At Western University, we created a process that is not only effective, but also sustainable. Based in large part on lessons learned from the WASC Assessment Leadership Academy as well as WASC conferences, an assessment plan was created with three basic attributes:
- Assessment of Western University’s Institutional Learning Outcomes will occur on a four-year cycle, with programs submitting an assessment report on two outcomes per year.
- Direct assessment evidence should come from signature assignments, which are comprehensive and representative instances of student work related to one or more outcomes.
- Programs will operationalize assessments using program learning outcomes to maximize the meaning of their work.

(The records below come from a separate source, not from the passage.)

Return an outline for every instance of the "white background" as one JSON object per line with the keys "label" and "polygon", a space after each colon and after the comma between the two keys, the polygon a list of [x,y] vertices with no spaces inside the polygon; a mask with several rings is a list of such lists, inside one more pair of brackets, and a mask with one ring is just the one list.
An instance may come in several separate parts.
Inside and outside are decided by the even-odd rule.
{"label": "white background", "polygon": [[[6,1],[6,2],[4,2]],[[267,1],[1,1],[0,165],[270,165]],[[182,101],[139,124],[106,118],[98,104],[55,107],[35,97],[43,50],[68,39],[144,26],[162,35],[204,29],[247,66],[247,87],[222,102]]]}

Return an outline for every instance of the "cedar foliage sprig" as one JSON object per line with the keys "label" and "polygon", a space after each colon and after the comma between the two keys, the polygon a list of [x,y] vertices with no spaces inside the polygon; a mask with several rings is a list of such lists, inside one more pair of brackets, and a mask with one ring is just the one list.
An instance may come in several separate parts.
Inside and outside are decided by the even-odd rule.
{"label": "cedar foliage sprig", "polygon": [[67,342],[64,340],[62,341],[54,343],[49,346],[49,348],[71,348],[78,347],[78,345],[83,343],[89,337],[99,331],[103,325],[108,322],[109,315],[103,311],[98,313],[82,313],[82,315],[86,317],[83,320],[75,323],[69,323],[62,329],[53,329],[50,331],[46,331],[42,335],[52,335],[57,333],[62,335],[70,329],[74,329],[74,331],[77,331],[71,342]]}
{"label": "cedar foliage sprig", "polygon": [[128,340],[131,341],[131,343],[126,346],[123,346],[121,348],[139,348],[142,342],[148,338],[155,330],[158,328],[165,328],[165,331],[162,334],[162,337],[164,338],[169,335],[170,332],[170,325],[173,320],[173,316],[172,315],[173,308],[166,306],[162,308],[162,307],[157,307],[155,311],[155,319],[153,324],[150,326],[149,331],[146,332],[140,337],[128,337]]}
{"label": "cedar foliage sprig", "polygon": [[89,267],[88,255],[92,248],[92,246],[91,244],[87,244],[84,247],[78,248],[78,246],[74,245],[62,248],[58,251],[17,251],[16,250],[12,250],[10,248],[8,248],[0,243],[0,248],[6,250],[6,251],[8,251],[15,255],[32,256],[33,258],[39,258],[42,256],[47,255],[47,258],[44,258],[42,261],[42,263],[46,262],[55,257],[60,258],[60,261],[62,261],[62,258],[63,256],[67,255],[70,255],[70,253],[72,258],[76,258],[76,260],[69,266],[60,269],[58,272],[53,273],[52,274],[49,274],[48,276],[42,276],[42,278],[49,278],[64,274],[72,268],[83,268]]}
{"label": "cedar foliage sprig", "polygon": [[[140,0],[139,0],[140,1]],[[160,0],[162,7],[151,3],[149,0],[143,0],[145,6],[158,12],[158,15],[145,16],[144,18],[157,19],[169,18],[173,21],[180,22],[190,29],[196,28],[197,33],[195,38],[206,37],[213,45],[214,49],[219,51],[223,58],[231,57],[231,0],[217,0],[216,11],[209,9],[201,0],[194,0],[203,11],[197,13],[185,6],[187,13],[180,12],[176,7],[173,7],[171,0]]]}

Each year in March, the Director of IRE and the Senior Assessment Analyst meet with program representatives to discuss that year’s assessment plan and answer any questions they may have. Program representatives may come from curriculum committees, assessment committees, or some other ad hoc group chosen to lead the process. From that point, programs have approximately four months to complete assessment reports.
Reports are submitted to the Director of IRE in July, who then distributes them among members of the Assessment/Program Review Committee for their review. Two committee members review each report, making sure that no one evaluates a report from his or her own program. To help guide feedback, committee members utilize a feedback form and an assessment evaluation rubric that describes expectations for each section of the assessment report.
Once the feedback process is completed, the Senior Assessment Analyst reviews each feedback form and assembles individual feedback reports for all programs. As a supplement, the Senior Assessment Analyst also creates a meta-report, which is shared with executives such as the Provost and the college Deans.
WesternU Institutional Assessment Process
|Planning and Preparation||Kickoff meeting; discuss ILOs to be assessed; Discuss alignment with professional learning outcomes; Discuss evidence to be used.|
|Data Collection||Programs collect data to be used for assessment report; programs may schedule follow-up meeting with IRE to discuss assessment data and methodology strategies.|
|Section I: Progress Report (draft)|
Section II: Institutional Learning Outcome & Program Learning Outcome Alignment (draft)
Section III: Methodology, Assessment Goals, & Participation (draft)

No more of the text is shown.